Narrating Hong Kong

Thursday, February 09, 2006

Narrative analysis (Feb 13)

1. Social convention and narrative
1.1. The way of organizing cultural signs
1.2. Convention: association of signs
1.3. Convention is not necessarily about reality but symbolic construction.
1.3. Synchronic association (共時性的聯繫)
Example: Breast-slim legs-smile-confidence-... ...
1.4. Temporal association(歷時性的聯繫): Signs are organized according to time sequence
1.5. A narrative(敘事) is a structured sequence of events in time.

Example I: Body slimming
Social convention: The power of body-slimming knowledge and service
bodyperfect_adv02











Example II: Hong Kong from a fishing village to a metropolis
Social convention: The belief in progress

2. Pleasure (快感) and desire (慾望)
2.1. Pleasure:
Satisfcation from following time sequence and reaching the closure of the story.
2.2. Desire:
The impulse to follow the narrative and to reach its closure.

3. Character analysis (Vladimir Propp, Russian critic and folklorist)
3.1. Role analysis
-The roles in the story are representing social groups.
-Metaphorical or metonymic analysis
3.2. Functions (patternized plots)

Example: A story about extra-marital affairs

Role I: Husband-Employed, public, middle-aged, smart, active ... ...
Role II: Wife-Housewife, private, middle-aged, diligent, passive... ...
Role III: Mistress-Single, young, public, active, ... ...

Function I: Problems in marriage
Function II: Husband had a crush on mistress
Function III: Wife found the affairs
Function IV: Breakup
Function V: The conflict between mistress and husband
Function IV: Reunion

Convention: The order of nuclear family


Example: Princess Diana
Role of Diana-"Cinderella"
Role of Charles-Prince

Convention: Romance-Fairy tale






4. Equilibrium-Disequilibrium-Equilibrium (Tzvetan Todorov, Bulgarian structuralist linguist)
4.1. Most stories go through these three stages.
4.2. Equilibrium: beginning and end without conflict
4.3. Disequilibrium: conflict

Example: Shaolin soccer
Equilibrium I: Underclass, failure
Disequilibrium: Recruting team members, Training and competing with other football teams, ... ...
Equilibrium II: Football star, success

4.4. Whose equilibrium and disequilibrium?

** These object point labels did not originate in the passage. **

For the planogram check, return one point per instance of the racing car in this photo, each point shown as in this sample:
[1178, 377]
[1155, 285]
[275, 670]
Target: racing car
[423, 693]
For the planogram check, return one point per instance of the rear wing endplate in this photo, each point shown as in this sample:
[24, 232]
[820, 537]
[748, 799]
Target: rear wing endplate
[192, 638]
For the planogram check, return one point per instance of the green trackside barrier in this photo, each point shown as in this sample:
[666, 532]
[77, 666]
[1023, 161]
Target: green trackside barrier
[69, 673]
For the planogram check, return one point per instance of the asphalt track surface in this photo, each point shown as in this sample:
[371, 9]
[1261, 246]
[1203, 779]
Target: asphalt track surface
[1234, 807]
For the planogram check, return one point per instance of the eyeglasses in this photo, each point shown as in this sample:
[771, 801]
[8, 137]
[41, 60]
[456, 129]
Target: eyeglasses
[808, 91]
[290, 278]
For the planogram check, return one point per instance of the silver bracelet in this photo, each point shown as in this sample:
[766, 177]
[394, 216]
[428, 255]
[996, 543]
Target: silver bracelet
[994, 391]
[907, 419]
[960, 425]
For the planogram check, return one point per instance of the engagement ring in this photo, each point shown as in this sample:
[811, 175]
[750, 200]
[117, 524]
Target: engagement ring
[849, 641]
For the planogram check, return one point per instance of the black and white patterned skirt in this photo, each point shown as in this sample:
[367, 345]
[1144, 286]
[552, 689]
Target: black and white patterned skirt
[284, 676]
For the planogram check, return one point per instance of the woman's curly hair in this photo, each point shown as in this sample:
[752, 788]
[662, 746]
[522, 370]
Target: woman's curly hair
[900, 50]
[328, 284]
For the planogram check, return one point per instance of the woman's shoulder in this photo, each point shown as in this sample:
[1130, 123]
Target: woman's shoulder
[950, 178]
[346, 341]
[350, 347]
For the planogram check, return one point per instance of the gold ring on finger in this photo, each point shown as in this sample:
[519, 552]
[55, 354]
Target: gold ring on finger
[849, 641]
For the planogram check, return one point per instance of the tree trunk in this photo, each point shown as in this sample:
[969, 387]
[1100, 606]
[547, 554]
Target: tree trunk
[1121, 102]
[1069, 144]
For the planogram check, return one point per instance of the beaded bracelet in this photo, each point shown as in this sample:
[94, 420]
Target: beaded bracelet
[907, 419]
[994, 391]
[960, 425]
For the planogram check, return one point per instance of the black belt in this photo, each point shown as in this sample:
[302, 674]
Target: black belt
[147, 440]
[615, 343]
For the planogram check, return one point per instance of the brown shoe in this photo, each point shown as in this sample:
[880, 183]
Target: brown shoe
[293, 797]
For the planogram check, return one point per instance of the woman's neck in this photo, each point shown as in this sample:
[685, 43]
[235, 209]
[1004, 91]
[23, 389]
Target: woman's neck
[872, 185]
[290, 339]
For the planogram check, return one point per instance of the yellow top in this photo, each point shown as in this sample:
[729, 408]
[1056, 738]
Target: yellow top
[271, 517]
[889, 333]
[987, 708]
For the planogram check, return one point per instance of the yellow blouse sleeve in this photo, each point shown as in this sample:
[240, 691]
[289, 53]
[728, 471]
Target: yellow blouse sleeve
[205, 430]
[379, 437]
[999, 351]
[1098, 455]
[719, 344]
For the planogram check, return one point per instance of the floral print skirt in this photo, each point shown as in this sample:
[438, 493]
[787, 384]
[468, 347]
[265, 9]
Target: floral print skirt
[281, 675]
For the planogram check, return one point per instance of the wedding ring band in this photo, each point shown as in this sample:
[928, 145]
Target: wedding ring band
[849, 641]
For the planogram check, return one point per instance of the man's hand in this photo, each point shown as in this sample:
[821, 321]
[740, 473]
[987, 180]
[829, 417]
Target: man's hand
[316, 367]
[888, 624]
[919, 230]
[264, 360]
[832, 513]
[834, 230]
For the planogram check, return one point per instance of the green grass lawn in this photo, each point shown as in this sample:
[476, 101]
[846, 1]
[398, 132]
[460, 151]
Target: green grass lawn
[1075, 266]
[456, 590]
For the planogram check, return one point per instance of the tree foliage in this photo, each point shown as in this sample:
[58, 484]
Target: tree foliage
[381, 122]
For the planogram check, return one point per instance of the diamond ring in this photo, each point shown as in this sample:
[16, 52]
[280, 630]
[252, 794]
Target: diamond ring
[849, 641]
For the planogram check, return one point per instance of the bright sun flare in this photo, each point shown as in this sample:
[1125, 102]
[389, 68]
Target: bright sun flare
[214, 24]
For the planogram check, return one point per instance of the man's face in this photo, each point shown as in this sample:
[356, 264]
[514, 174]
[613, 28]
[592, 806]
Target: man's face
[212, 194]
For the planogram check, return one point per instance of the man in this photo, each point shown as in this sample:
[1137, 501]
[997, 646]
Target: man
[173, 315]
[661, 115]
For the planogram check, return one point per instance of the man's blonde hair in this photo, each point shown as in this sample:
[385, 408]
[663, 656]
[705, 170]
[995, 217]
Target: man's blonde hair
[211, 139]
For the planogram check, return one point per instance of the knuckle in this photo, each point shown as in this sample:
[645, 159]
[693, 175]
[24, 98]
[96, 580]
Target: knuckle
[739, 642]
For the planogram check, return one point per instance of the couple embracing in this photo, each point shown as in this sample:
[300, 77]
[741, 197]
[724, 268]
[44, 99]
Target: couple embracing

5. Narrator's viewpoint(敘事者觀點) and narratee (接受敘事者)
5.1. Story is always told by somebody and for somebody else.
5.2. One or some characters dominate the time sequence of the story.
5.3. The dominant viewpoint is imposed on the voices of other characters.
Example: Whose story is Infernal Affairs? Two men's story.
Example: Whose story is Election?Men's story
5.4. But narratee might not accept the narrator's viewpoint.
Example: 《阿旺新傳》:The story of Ah Wong or Ah Ho?





6. Narrative analysis of an advertisement of beer (咁至係生力/新鮮)
6.1. Roles: Men (waiting for girls) and a "sexy girl" (impersonated by a man)
6.2. Functions/ formulas: Men's talk, a sexy girl is approaching, a man has a crush on a woman, a romance, a joke... ...
6.3. Desire:
-Following conventional formulas and men's desire
6.4. Pleasure:
-Arriving at an unconventional closure
6.5. Equilibrium(Men's circle)-->Disequilibrium (a sexy girl is approaching the men)-->Equilibrium (A man is "captured" and laughed)
6.6. Repeating male-centric convention and breaking convention
6.7. Men's viewpoint is dominating the storyline.
6.8. Beer is a metaphor of men's desire and something funny.

7. Narrative, convention and dominant discourse
7.1. Some narrative structures are repeated and repeated in our society.
7.2. Narrative <---> convention
7.3. Discourse is set of textual arrangements which organizes and co-ordinates the actions, positions and identities of the people who produce it.
7.4. Conventional narratives become part of the dominant discourses.
7.5. Negotiated narrative: narratees might challenge and re-narrate the conventional narratives.


Further references
Narratology
Branston. Chapter 3 "Narration"
Thwaites, Tony and Lloyd Davis and Warwick Mules. 1994. Tools for cultural studies: An introduction. Melbourne: Macmillan, Chapter 6 "Narrative".